When assessing whether a community is a good fit for an “I Have A Dream” program, it’s helpful to conduct a general inventory of potential community partners. This process will help identify where there are gaps in community services that an “I Have A Dream” program might be able to fill, and where available community programs—from shared spaces, like YMCAs or Boys & Girls Clubs, to programming, such as tutoring or after school programs—may be able to provide support or augmentation to IHDF’s programming and help ensure its success. 

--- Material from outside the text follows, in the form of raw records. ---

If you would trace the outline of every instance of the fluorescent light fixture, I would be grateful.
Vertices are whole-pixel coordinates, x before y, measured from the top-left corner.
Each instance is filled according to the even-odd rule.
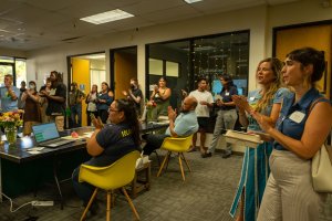
[[[184,0],[185,2],[187,3],[195,3],[195,2],[198,2],[198,1],[203,1],[203,0]]]
[[[94,23],[94,24],[102,24],[102,23],[107,23],[111,21],[116,21],[116,20],[126,19],[126,18],[131,18],[131,17],[134,17],[134,15],[131,13],[127,13],[123,10],[115,9],[112,11],[102,12],[102,13],[94,14],[91,17],[85,17],[80,20],[86,21],[90,23]]]

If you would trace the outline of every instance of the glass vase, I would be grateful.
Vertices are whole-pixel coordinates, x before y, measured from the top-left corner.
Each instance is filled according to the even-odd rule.
[[[18,130],[15,127],[6,127],[4,135],[6,135],[6,138],[7,138],[7,141],[9,143],[9,145],[17,144]]]

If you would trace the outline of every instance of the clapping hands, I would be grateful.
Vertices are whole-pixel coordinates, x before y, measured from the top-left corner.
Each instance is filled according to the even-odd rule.
[[[253,109],[250,107],[247,97],[240,95],[232,95],[231,99],[241,110],[246,110],[247,113],[252,114]]]

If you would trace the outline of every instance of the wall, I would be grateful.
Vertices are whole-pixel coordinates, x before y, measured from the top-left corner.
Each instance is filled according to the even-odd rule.
[[[17,57],[27,57],[27,53],[19,50],[2,49],[0,48],[0,56],[17,56]]]

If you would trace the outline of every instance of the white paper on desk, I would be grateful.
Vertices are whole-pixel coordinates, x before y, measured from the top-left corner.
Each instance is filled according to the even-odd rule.
[[[29,154],[31,154],[31,155],[38,155],[38,154],[41,154],[41,151],[38,151],[38,150],[30,150],[30,151],[28,151]]]
[[[91,138],[91,136],[93,135],[94,131],[86,131],[84,133],[83,137],[86,137],[86,138]]]
[[[76,139],[82,139],[82,138],[84,138],[84,137],[83,137],[83,136],[72,137],[71,135],[69,135],[69,136],[61,137],[61,138],[63,138],[63,139],[70,139],[70,140],[76,140]]]

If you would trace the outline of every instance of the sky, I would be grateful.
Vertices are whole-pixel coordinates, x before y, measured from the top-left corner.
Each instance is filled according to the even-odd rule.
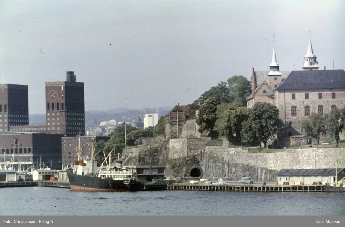
[[[345,69],[343,1],[1,0],[0,83],[28,85],[45,112],[46,81],[74,71],[86,110],[191,103],[234,75],[301,70],[309,30],[320,69]]]

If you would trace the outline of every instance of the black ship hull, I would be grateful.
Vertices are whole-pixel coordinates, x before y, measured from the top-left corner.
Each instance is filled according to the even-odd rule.
[[[66,170],[71,189],[82,192],[128,192],[136,187],[135,181],[101,179],[97,176],[78,175]]]
[[[345,187],[324,185],[325,191],[328,192],[345,192]]]

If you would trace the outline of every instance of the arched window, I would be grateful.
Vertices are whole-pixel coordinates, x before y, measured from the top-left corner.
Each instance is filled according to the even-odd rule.
[[[296,106],[291,106],[291,116],[295,117],[297,116],[297,108]]]
[[[304,107],[304,116],[309,116],[310,115],[310,107],[309,106]]]
[[[321,113],[321,115],[323,115],[323,106],[321,105],[318,106],[317,112]]]

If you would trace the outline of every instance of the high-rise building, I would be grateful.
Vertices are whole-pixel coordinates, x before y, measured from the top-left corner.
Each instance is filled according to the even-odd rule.
[[[48,133],[85,135],[84,83],[68,71],[66,81],[46,82],[46,119]]]
[[[28,85],[0,84],[0,131],[29,124]]]

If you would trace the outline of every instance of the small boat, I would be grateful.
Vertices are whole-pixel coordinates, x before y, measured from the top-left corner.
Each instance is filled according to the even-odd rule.
[[[325,191],[327,192],[345,192],[345,187],[324,185]]]

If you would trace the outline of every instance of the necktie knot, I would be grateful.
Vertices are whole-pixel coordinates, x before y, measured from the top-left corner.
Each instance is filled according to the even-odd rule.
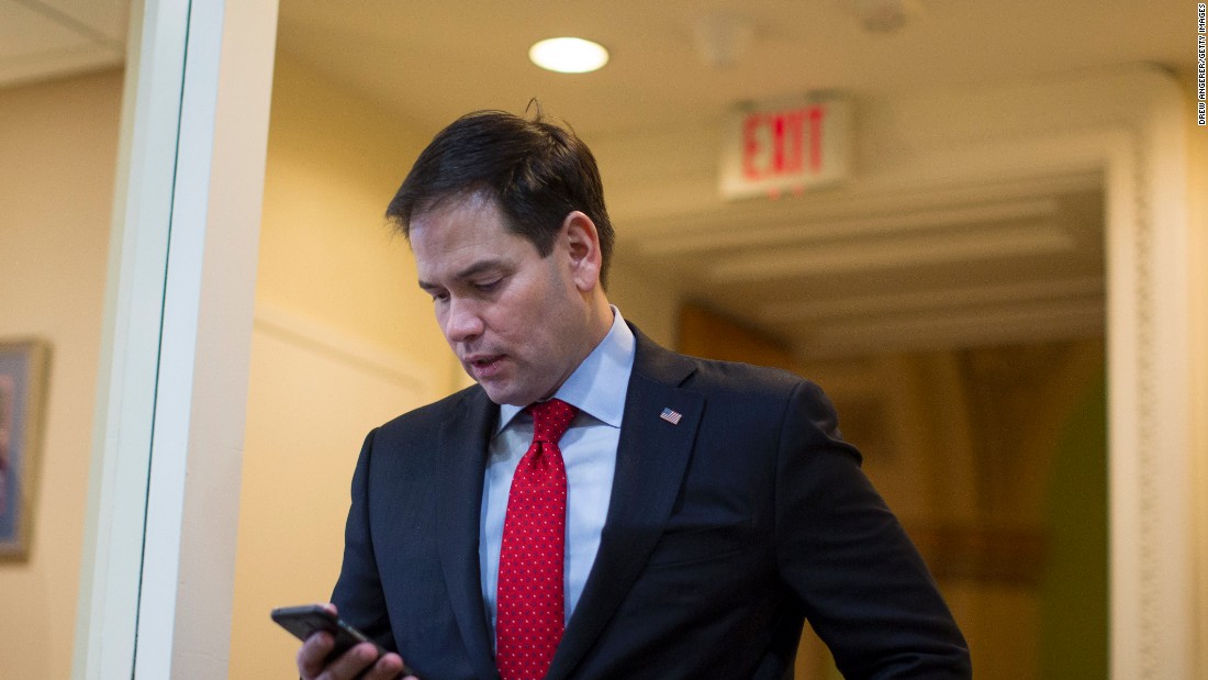
[[[557,444],[579,409],[561,399],[538,401],[525,408],[533,415],[533,441]]]

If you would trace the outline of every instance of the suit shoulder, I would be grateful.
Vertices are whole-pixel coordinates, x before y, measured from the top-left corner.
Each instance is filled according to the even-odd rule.
[[[685,385],[690,389],[728,390],[742,393],[745,396],[765,395],[777,399],[783,399],[802,388],[820,391],[812,382],[783,368],[698,356],[685,355],[685,358],[696,365],[696,372]]]
[[[379,430],[387,432],[416,431],[417,429],[423,430],[436,426],[448,418],[452,418],[454,414],[464,412],[467,402],[474,400],[476,396],[481,396],[476,394],[481,391],[482,388],[478,385],[471,385],[464,390],[455,391],[431,403],[426,403],[397,415],[384,423]]]

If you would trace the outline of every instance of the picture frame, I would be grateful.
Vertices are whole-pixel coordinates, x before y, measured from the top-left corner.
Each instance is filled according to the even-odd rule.
[[[51,347],[0,339],[0,560],[29,557]]]

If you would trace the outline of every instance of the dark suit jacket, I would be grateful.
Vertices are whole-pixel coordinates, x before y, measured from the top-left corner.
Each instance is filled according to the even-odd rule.
[[[821,391],[637,335],[599,553],[548,678],[791,678],[803,618],[847,678],[968,678]],[[353,477],[332,601],[424,680],[498,679],[478,569],[496,417],[477,387],[407,413],[368,435]]]

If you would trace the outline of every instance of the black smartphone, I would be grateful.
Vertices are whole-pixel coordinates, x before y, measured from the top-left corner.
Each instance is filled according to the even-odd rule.
[[[294,633],[294,637],[302,641],[306,641],[307,638],[319,630],[331,633],[331,637],[336,640],[336,646],[327,656],[327,661],[336,659],[361,643],[370,643],[377,647],[379,657],[387,652],[382,649],[382,645],[371,640],[368,635],[353,628],[318,604],[277,608],[273,610],[272,617],[281,628]],[[412,675],[411,669],[406,667],[403,667],[402,673],[403,675]]]

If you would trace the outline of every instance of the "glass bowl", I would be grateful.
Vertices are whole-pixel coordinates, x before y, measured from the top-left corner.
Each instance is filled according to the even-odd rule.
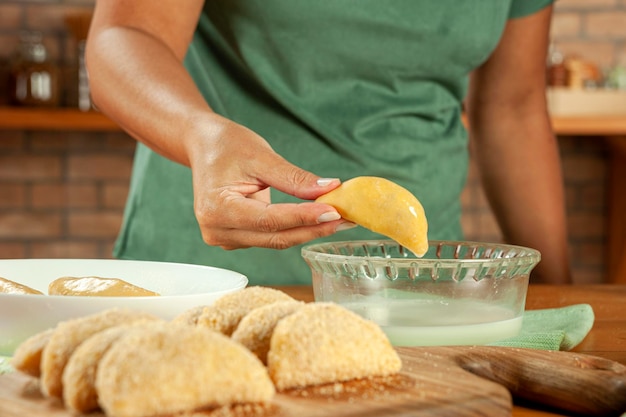
[[[302,249],[315,301],[338,303],[377,323],[395,346],[484,345],[522,325],[534,249],[431,241],[417,258],[393,240]]]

A more in-depth look at assessing and selecting community and school partners can be found in this section

Step 4: Mapping key constituencies and influencers, understanding the political landscape and other intangibles

Optimal Conditions for Success to Launch in a new Community

  • Proactive engagement with the right elements in the funding community that understand IHDF to be and will champion IHDF as a unique, additive contribution to a crowded field at a critical time.
  • Strong anchor funder or funders that are willing to facilitate intros and serve as a local champion.
  • Formal or informal launch committee and advisory board to build and keep momentum and to ensure that IHDF commitments are made and that they stay at the top of people’s radar.
  • Thoughtful school and partner selection process will be important.  Intangibles will be invaluable.  Above and beyond the practicalities of who will be the best service provider it will be important for IHDF to immerse itself in the provider network here in a way that the effort is perceived to be community driven and not an external transplant….whether or not resources go to support IHDF at the expense of other things.
  • Passionate, competent local staff that is excited to be part of launching something great, deeply committed to the work and willing to put in long hours to get things up and running.
  • Strong  support from and cohesion with IHDF national; well defined value proposition that makes the case for the regional affiliate.
  • Clear goals and shared expectations for what success looks like in six months, in a year and in five years.